The timing was ideal. The hospital had been making enhancements to its Fetal Center, in which early fetal diagnostics were being conducted as well as in utero surgeries. In Daskevich’s mind, the leap from taking care of mothers to taking care of women in general is a simple one.

“It absolutely makes sense for us,” she says. “Our vision and our mission is to improve neonatal outcomes and the long-term health of our children. And the way you do that is to begin taking care of women, even before they decide to become mothers.”

Plans soon fell into place for a new women’s hospital where all of the services already offered by Texas Children’s, as well as those acquired by taking on St. Luke’s obstetrics business, could reside under one roof.

 

Discovering the muse
FKP Architects and general contractor WS Bellows Construction, both of Houston, were brought on board, and the Texas Children’s team began developing the project’s guiding principles.

An outside marketing research consultant was hired to conduct interviews with local obstetricians and gynecologists, mothers who had recently delivered children in the Texas Medical Center, as well as nursing staff and leadership, to begin putting together the elements of the ideal patient experience. 

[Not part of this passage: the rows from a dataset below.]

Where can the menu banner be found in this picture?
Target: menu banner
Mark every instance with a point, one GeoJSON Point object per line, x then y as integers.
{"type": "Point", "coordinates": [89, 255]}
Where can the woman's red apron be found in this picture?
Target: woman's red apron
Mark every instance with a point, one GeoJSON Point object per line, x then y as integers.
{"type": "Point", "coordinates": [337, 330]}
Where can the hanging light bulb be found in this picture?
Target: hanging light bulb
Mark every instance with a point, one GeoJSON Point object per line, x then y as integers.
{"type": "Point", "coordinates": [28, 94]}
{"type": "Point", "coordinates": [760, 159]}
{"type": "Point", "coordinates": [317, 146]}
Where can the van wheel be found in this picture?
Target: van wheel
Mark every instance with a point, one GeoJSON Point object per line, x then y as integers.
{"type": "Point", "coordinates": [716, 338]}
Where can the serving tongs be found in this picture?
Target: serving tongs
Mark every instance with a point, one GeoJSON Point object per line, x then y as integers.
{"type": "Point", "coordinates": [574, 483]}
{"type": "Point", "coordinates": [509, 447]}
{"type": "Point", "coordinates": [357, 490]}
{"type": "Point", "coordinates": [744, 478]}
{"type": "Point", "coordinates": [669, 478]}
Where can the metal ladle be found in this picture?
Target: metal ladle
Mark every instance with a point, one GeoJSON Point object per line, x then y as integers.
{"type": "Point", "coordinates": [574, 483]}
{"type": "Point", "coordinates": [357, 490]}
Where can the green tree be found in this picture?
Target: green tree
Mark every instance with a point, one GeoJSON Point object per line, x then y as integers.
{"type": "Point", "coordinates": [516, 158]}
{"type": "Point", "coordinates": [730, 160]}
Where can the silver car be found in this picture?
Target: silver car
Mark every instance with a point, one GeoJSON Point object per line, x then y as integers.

Once market surveys were completed, the team was in place, and the compiled data was used to educate team members and develop design goals, Texas Children’s next conducted a benchmarking exercise to assess similar facilities across the country. The team did phone interviews and made site visits to gauge not only what was working, but where the overall patient experience could be improved.

At the same time, at home, a women’s advisory council was established. “There were 14 women who were involved in this project for four years. They’re all of child-bearing age, and many have been having second or third children during this project,” Daskevich says.

The group was used to provide insight regarding all stages of their journey through pregnancy and birth, as well as to garner feedback from their husbands and other family members.

“Putting all of those pieces together offered FKP some really defined expectations and needs of the institution,” says Jill Pearsall, director of facilities, planning and development, Texas Children’s Hospital.

 

Setting the stage
When designing the new Pavilion for Women, FKP was charged with creating a comprehensive building where inpatient services, outpatient services, diagnostics, administrative services, food options, retail, private physicians’ offices, faculty offices, and parking could be supported, all on the extremely dense Texas Medical Center campus.

The result is a 15-story, 1.3 million-square-foot maternity hospital and parking garage, with a two-story curved bridge connecting the third and fourth floors of the Pavilion for Women with the existing Texas Children’s pediatric care facilities.